Uni-Sponsoring liegt im Trend – stösst aber auch auf Kritik

Besonders die Uni Basel setzt immer mehr darauf, dass Firmen und Private ihre Lehrstühle sponsern. Nur so lasse sich das Forschungs-Niveau halten, ist man überzeugt. Kritiker finden das problematisch.

Universität Basel Sponsoring

Vifor Pharma sponsert die Uni Basel – ganz so dominant wie auf der Montage tritt das Unternehmen aber nicht auf (Foto: Uni Basel, Montage: Werbewoche).

 

Wie die NZZ am Sonntag berichtet, hat Andrea Schenker-Wicki, Rektorin der Uni Basel, in der vergangenen Woche einen Vertrag über 10 Millionen Franken mit dem Unternehmen Vifor Pharma unterschrieben. Zwei Lehrstühle sollen sich zehn Jahre lang mit der Zulassung von Nanopharmazeutika befassen. Vifor ist Pionier in diesem zukunftsträchtigen Pharma-Bereich – Probleme bereiten jedoch die Zulassungs-Prozeduren, da klare Kriterien fehlen. An der Uni Basel sollen nun Grundlagen für die Zulassung erarbeitet und Behörden weltweit zur Verfügung gestellt werden,

Für Vifor ein lohnendes Geschäft: Die aufgewendete Million pro Jahr entspricht gerade einmal 0,5 Prozent der jährlichen Forschungsausgaben der Firma.

 

Niveau lässt sich nur dank Sponsoring halten

Wie die NZZ am Sonntag schreibt, kommen immer mehr Firmen auf den Geschmack des Uni-Sponsorings. So erhält die Uni Basel mittlerweile 45 Millionen Franken pro Jahr von Firmen und Stiftungen – vor zehn Jahren waren es noch 29 Millionen. Die Uni Zürich erhält 122 Millionen, die Uni Bern 30 Millionen Franken pro Jahr. An der ETH Zürich sind 26 der 500 Professuren fremdfinanziert.

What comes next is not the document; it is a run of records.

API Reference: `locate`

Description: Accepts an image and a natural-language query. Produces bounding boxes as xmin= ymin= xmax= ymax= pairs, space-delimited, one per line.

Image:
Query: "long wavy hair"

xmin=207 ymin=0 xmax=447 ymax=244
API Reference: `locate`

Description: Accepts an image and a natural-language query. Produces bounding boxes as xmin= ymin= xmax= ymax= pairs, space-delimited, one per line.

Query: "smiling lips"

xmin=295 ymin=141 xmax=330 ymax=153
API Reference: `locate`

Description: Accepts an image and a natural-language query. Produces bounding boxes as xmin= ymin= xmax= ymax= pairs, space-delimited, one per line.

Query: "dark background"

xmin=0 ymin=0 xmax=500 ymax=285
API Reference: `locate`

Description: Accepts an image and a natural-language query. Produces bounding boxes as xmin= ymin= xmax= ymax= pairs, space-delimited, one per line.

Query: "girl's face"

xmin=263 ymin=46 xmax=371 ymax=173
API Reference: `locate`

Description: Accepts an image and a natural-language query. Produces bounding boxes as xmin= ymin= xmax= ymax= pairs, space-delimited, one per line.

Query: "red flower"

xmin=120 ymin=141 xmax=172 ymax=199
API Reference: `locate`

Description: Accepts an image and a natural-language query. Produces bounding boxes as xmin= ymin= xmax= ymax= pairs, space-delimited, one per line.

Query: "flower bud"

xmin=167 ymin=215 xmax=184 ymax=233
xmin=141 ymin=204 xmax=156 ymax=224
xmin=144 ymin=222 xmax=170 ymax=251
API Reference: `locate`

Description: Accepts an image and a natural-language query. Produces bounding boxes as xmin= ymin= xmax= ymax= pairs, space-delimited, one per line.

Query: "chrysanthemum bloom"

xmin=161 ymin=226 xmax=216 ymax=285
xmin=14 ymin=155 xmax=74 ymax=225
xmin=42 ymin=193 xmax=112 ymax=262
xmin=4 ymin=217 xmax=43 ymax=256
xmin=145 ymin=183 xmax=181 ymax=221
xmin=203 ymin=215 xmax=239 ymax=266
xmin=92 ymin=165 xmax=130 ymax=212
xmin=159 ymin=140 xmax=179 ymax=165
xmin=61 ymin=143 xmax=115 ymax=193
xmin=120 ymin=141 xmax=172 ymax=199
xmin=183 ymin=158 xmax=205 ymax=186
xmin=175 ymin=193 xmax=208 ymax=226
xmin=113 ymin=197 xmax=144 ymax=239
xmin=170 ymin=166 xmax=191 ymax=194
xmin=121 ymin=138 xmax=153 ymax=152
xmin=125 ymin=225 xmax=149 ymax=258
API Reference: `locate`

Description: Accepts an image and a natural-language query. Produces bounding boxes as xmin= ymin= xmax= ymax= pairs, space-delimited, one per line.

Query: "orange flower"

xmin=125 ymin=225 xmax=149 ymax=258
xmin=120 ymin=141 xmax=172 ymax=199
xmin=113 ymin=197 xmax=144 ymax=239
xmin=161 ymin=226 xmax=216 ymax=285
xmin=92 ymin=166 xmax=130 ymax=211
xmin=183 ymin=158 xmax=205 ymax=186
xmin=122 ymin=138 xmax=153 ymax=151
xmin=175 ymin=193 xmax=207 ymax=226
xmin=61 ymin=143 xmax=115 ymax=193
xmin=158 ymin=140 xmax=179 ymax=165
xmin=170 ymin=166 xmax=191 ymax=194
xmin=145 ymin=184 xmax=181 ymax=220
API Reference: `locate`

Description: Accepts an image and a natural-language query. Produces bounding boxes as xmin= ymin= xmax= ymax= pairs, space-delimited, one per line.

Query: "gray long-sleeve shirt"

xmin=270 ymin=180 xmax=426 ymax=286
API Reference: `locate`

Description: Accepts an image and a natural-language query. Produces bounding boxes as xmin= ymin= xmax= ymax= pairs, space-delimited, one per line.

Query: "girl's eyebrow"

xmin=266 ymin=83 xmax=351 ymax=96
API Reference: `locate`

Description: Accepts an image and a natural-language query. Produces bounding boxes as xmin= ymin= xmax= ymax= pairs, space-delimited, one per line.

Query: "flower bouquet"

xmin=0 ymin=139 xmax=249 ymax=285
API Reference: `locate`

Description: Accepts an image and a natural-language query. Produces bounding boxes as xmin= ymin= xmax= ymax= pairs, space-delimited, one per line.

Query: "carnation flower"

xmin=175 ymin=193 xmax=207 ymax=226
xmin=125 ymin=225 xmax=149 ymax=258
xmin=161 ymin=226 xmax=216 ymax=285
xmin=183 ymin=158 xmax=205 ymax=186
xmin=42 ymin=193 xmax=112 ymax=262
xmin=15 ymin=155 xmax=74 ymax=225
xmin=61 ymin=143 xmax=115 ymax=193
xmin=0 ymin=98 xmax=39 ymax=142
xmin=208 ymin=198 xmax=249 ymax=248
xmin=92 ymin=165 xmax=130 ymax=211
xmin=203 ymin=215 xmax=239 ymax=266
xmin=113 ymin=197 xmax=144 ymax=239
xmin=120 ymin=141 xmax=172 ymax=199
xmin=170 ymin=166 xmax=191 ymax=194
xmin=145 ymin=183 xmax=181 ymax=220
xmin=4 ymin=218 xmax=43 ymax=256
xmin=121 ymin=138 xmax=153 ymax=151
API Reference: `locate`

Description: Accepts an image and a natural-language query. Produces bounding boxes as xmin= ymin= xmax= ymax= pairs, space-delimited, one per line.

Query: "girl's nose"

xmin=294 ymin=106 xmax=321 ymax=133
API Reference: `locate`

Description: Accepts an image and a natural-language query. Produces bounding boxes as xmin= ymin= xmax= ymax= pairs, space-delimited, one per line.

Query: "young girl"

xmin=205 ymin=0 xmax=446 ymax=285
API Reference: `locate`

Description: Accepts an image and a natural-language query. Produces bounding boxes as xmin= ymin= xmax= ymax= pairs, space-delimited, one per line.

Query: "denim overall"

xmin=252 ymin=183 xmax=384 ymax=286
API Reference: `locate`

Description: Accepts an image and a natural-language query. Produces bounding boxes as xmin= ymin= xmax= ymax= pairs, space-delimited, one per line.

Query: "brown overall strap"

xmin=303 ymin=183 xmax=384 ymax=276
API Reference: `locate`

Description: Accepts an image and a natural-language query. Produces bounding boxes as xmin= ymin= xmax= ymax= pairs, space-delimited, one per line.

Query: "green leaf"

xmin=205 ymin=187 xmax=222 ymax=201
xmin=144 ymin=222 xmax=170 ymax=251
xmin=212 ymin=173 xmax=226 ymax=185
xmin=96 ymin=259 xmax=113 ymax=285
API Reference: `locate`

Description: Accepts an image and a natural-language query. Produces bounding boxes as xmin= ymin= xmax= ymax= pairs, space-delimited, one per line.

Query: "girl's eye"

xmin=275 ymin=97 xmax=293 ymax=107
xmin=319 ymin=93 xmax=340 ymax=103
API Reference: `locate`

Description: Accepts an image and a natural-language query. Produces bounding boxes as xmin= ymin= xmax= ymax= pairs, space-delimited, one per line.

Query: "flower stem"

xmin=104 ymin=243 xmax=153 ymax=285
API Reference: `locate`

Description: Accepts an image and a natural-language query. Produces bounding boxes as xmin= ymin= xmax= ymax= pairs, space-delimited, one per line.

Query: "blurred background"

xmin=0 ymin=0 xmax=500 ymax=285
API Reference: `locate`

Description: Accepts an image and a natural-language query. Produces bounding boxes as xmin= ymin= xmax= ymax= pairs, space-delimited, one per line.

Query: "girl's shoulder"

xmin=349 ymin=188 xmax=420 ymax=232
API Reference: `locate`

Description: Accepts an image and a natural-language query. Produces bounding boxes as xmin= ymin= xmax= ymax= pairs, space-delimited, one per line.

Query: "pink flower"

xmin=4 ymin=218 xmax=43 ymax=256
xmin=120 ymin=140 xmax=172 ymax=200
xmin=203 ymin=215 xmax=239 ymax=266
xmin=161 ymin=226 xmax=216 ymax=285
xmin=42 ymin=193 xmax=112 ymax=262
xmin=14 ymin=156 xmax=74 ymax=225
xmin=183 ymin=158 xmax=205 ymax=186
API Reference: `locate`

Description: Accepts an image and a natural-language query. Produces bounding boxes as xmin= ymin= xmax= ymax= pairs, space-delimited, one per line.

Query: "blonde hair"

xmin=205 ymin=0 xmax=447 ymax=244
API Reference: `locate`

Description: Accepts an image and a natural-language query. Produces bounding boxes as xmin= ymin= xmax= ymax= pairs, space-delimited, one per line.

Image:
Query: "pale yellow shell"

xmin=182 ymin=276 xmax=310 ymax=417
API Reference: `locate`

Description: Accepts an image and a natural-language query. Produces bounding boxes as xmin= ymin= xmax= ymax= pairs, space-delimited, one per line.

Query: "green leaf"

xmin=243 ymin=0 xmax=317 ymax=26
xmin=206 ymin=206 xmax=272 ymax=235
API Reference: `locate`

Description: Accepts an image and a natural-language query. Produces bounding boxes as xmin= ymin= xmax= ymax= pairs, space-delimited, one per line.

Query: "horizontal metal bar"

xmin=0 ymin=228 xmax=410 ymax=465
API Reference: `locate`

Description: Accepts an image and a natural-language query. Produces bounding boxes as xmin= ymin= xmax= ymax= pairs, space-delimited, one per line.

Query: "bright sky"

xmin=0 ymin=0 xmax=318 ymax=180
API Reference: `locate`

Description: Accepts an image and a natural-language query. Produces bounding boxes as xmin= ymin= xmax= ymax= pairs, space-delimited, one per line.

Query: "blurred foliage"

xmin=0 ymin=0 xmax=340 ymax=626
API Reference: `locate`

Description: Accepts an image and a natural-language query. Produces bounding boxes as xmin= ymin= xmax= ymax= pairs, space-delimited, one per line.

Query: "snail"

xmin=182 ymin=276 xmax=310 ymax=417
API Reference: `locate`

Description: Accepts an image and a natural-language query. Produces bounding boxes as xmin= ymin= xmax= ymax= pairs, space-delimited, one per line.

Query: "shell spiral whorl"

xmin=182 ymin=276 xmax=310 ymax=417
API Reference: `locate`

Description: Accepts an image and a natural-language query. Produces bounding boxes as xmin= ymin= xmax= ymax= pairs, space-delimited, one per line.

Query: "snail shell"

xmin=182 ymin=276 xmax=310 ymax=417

Geht es nach Rektorin Schenker-Wicki, ist das erst der Anfang. Sie will die private Lehrstuhl-Finanzierung noch weiter ausbauen. Nur so, sagt sie, könne man sich in Zukunft noch entwickeln und das hohe Forschungsniveau halten. So hat kürzlich auch Novartis 100 Millionen Franken zum neu eröffneten Augenheilkunde-Institut beigesteuert.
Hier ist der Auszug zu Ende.